Jan Troell's "Everlasting Moments" is about a turn-of-the-century Swedish woman, Maria Larsson (the magnificent Maria Heiskanen), who tries to escape the indignities of her life by taking photographs. She's just an amateur really, but, as a flattering camera shop owner friend tells her, "Not everyone is endowed with the gift of seeing." Her fate, glorious and maddening, is to see with the utmost clarity both the miseries and joys of her existence.
Maria Larsson was the real-life great-aunt of Troell's wife, Agneta Ulfsäter-Troell, who co-wrote the screenplay with her husband and Niklas Radström. This helps to explain why "Everlasting Moments" has such emotional resonance. It is, in the deepest sense, a family affair. Ulfsäter-Troell, who was the guiding force behind the project, spent six years, starting in 1986, interviewing Maria's oldest daughter, Maja, about her mother. From the wealth of personal reminiscence that poured out, the filmmakers shaped Maria's story from 1907 over the course of about a decade. Few movies give as powerful a rendering of the passage of time on a life.
On the most superficial level, that life is mundane, and yet the closer we get to it, the more harrowing and transcendent it seems. (Maja acts as the film's narrator.) Her marriage to the abusive, alcoholic Sigfrid (Mikael Persbrandt) is the film's centerpiece. A burly dockworker, Sigfrid is her spiritual (and physical) opposite. (The relationship, in film terms, may owe something to the pairing of Anthony Quinn and Guilietta Masina in Fellini's "La Strada.") The couple's seven children are like watchful cherubs in a purgatory of their parents' own design. With uncomprehending eyes they observe the ardor and cruelties that alternate in the lives of Maria and Sigfrid. When life is good – when, for example, this poverty-stricken family, flush with good cheer, is gamboling at a lakeside picnic – we could be watching a rapturous evocation of domestic bliss. At the opposite extreme, we watch in horror along with the children as Sigfrid, enraged at Maria for some imagined slight, forces her to the ground at knifepoint. In a sequence like this, the true terror of marital abuse hits home.
Throughout it all, Maria emerges as a heroine of the most inexplicable and resolute sort. Although she glories in her children, she did not ask for this life. And although decorousness is almost a moral value with her, she does not often meekly acquiesce to Sigfrid's demands. She's no dishrag. When he attacks her, she puts him in prison for attempted murder, and she discovers new emotional possibilities in herself. With Sigfrid gone, Maria and the children are even more penurious, and yet it is as if a shroud has been lifted. The air seems brighter, numinous.

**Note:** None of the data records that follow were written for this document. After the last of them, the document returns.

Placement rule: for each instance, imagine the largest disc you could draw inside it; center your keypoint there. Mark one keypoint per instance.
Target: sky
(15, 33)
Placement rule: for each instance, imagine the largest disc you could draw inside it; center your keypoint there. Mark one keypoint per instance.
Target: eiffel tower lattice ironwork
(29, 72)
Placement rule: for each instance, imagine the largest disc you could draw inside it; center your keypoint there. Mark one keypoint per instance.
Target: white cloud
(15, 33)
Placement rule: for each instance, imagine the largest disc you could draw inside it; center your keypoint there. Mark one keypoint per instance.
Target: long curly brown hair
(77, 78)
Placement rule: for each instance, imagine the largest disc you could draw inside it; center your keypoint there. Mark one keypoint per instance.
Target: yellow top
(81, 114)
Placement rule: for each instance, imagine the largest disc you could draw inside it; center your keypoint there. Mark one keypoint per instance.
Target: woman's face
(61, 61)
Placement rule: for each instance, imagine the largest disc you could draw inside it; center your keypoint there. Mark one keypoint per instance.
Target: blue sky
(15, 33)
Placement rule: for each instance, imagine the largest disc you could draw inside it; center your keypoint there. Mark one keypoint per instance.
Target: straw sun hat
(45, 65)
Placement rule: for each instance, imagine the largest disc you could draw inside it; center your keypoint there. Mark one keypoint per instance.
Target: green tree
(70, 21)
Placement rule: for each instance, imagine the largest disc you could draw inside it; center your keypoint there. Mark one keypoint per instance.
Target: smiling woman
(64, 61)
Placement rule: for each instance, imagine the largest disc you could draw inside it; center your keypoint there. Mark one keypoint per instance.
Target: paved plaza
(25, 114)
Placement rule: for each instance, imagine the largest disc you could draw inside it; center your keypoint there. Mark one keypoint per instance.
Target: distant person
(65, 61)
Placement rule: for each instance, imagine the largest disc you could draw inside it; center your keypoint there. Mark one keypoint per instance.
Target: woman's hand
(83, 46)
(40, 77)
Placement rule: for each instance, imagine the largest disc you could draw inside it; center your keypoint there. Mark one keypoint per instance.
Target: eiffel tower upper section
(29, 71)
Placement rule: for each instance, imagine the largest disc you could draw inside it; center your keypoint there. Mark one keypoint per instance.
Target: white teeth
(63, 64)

By this time we have been well prepared for Maria's transformation. Her photography, which began as a lark under the doting guidance of Sebastian (Jesper Christensen), the camera store owner, expands into a self-defining preoccupation – a passion (in spite of herself). It's also a source of much-needed income, but even her commissioned group pictures and Christmas portraits seem like emanations of something thrilling and profound within her. As it must be true of all great photographers, Maria at times seems dumbstruck by the beauty she has brought forth on film. (The images that emerge from nothingness in her darkroom have a blooming, magical efflorescence.) Without her entirely being aware of it, Maria intuits that her artistry is also her salvation.
Troell doesn't sentimentalize Maria's aspirations, which are, in many ways, unfulfilled. Nor does he simplify the psychological intricacies of her union with Sigfrid, whom she stays with against all apparent reason. Theirs is a marriage of almost Strindbergian complication. The real love story in "Everlasting Moments" is the unspoken one between Maria and Sebastian, her true soul mate. He can't make her follow him, for to do so would go against every familial instinct she has. Their parting, as he dawdles out of her life forever down a country road, unaware that her eyes are on him, is sorrowful beyond words.
Troell is one of the world's master directors. I have been championing his movies for more than 30 years, ever since I saw his great two-part epic "The Emigrants" and "The New Land." Only a handful of his films have received theatrical distribution in America, though. That such a great artist, the equal of his fellow countryman Ingmar Bergman, should be relegated, for the most part, to the film festival circuit, is a cultural crime. His 1996 "Hamsun," starring Max von Sydow as the disgraced Norwegian Nobel Prize-winning novelist Knut Hamsun, who sided with the Nazis, is probably the least-known masterpiece of the past 20 years. And yet, against all odds and the vagaries of the movie business, Troell, at 78, continues to turn out films that will last for as long as there are movies. No wonder he feels such a deep connection to Maria in "Everlasting Moments." The film is one hero's salute to another. Grade: A (Not rated.)